Thread: parallel restore

parallel restore

From

Andrew Dunstan

Date:

29 December 2008, 19:42:07

Attached is the latest parallel restore patch. I think this is getting
fairly close.

Includes help text, docco and some extra error checking.

cheers

andrew

Attachment

parallel_restore_13.patch.gz

Re: parallel restore

From

Laurent Coustet

Date:

31 December 2008, 05:53:14

Andrew Dunstan wrote:
> 
> Attached is the latest parallel restore patch. I think this is getting 
> fairly close.

Just some details, you often mix tab and spaces for indentation... 
What's the standard in pgsql ?

-- 
Laurent COUSTET

Re: parallel restore

From

Magnus Hagander

Date:

31 December 2008, 06:51:03

Laurent Coustet wrote:
> Andrew Dunstan wrote:
>>
>> Attached is the latest parallel restore patch. I think this is getting
>> fairly close.
> 
> Just some details, you often mix tab and spaces for indentation...
> What's the standard in pgsql ?

It's tabs, see:
http://www.postgresql.org/docs/8.3/static/source-format.html.

There's an entry in the dev faq as well.

Anyway, we have pgindent to fix any such issues - probably Andrew will
run it through that before he applies, if not it will still be run
before release.

//Magnus

Re: parallel restore

From

Andrew Dunstan

Date:

03 January 2009, 17:34:48

I wrote:
>
> Attached is the latest parallel restore patch. I think this is getting 
> fairly close.
>
> Includes help text, docco and some extra error checking.
>
>   

I propose to commit this unless someone wants more time for reviewing.

cheers

andrew

Re: parallel restore

From

Tom Lane

Date:

04 January 2009, 13:14:49

Andrew Dunstan <andrew@dunslane.net> writes:
> I propose to commit this unless someone wants more time for reviewing.

A moment's eyeballing of the patch finds rather a lot of debugging cruft
yet (inserted printfs, "#ifdef WIN32blah", etc); also I think the
addition to include/port.h belongs in port/win32.h instead.

More generally, though, I think it hasn't been looked at much by
anyone (certainly not by me).
        regards, tom lane

Re: parallel restore

From

Andrew Dunstan

Date:

04 January 2009, 13:28:32


Tom Lane wrote:
> Andrew Dunstan <andrew@dunslane.net> writes:
>   
>> I propose to commit this unless someone wants more time for reviewing.
>>     
>
> A moment's eyeballing of the patch finds rather a lot of debugging cruft
> yet (inserted printfs, "#ifdef WIN32blah", etc); also I think the
> addition to include/port.h belongs in port/win32.h instead.
>
> More generally, though, I think it hasn't been looked at much by
> anyone (certainly not by me).
>
>             
>   

I must have sent the wrong patch file.

I'll recheck for debugging stuff and send a new patch.

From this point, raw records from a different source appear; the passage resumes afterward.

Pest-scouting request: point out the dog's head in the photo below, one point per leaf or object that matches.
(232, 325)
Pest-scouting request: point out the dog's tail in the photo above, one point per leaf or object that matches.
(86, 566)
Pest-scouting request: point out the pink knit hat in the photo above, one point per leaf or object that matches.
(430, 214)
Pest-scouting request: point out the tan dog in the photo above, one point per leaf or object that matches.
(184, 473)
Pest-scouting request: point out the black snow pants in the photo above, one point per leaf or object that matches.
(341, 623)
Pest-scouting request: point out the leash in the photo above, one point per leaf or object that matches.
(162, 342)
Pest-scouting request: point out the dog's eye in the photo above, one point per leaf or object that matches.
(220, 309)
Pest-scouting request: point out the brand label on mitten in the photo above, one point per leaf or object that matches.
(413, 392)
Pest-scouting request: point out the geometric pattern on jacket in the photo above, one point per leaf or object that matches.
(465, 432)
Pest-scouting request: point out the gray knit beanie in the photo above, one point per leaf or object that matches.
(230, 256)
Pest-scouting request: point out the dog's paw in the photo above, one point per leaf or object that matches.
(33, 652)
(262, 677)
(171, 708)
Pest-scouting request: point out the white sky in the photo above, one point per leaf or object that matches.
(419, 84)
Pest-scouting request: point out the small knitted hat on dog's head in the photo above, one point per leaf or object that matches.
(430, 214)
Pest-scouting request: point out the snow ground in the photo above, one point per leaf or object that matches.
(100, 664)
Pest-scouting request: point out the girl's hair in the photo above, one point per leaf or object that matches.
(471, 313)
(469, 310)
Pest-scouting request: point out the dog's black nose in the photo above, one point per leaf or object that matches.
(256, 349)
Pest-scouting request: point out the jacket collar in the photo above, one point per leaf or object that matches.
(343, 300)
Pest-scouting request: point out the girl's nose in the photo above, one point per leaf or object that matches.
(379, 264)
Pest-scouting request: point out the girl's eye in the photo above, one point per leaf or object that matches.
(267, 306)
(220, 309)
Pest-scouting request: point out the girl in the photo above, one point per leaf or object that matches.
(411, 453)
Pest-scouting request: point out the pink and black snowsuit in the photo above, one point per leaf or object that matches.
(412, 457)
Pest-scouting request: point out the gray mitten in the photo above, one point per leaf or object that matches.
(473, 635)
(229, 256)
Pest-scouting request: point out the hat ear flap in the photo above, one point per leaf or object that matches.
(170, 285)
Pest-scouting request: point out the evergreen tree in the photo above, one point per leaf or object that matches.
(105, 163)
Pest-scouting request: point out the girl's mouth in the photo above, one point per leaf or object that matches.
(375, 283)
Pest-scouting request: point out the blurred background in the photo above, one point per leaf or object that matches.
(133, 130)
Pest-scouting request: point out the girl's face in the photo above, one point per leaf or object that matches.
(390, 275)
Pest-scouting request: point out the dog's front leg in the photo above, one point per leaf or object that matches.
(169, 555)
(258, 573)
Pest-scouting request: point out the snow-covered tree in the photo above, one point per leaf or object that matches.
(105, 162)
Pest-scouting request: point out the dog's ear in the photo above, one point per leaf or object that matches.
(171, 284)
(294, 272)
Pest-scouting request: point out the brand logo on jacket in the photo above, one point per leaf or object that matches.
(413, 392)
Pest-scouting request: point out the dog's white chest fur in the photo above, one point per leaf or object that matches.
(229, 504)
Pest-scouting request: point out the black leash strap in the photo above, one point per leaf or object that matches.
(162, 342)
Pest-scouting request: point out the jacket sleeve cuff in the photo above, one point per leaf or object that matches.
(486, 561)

I can certainly hold off committing it.

cheers

andrew

Re: parallel restore

From

Simon Riggs

Date:

04 January 2009, 13:43:39

On Mon, 2008-12-29 at 18:42 -0500, Andrew Dunstan wrote:
> Attached is the latest parallel restore patch. I think this is getting 
> fairly close.
> 
> Includes help text, docco and some extra error checking.

Very brief review.

Hopefully the --truncate-before-load option works in both parallel mode
and data-only mode?

Few typos on docs.

No README or comments explain how the patch works. This part of the code
was probably most opaque already, so its really needed unfortunately. 

* I'm particularly interested in error handling, for example if one
thread hits a deadlock, gets accidentally killed by user, hits bug in
custom add-in code etc..

* Earlier bugs with pre/post data were related to missing objects or
putting them in wrong groups. Documenting that will help identify
errors.

Few starnge names, sorry:

work_is_being_done --> work_in_progress
_inhibit_data?? --> _skip_data??
prestored --> parallel_restored
restore_one_te --> restore_TocEntry

Would like ability to increase/decrease number of parallel threads as
restore progresses. Experience says you always pick the wrong number
and/or situation changes while in progress.

-- Simon Riggs           www.2ndQuadrant.comPostgreSQL Training, Services and Support

Re: parallel restore

From

Alvaro Herrera

Date:

04 January 2009, 14:12:02

Andrew Dunstan wrote:
>
> Attached is the latest parallel restore patch. I think this is getting  
> fairly close.

Some random comments

- please #define the return type of prestore().  Also, that it returns
in one platform and exits in another seems weird as an API.  I think it
should return in both cases, and have the caller act appropriately.

- RestoreArchiveParallel has too many #ifdef WIN32.  It should be
possible to split it so that the cruft is contained better.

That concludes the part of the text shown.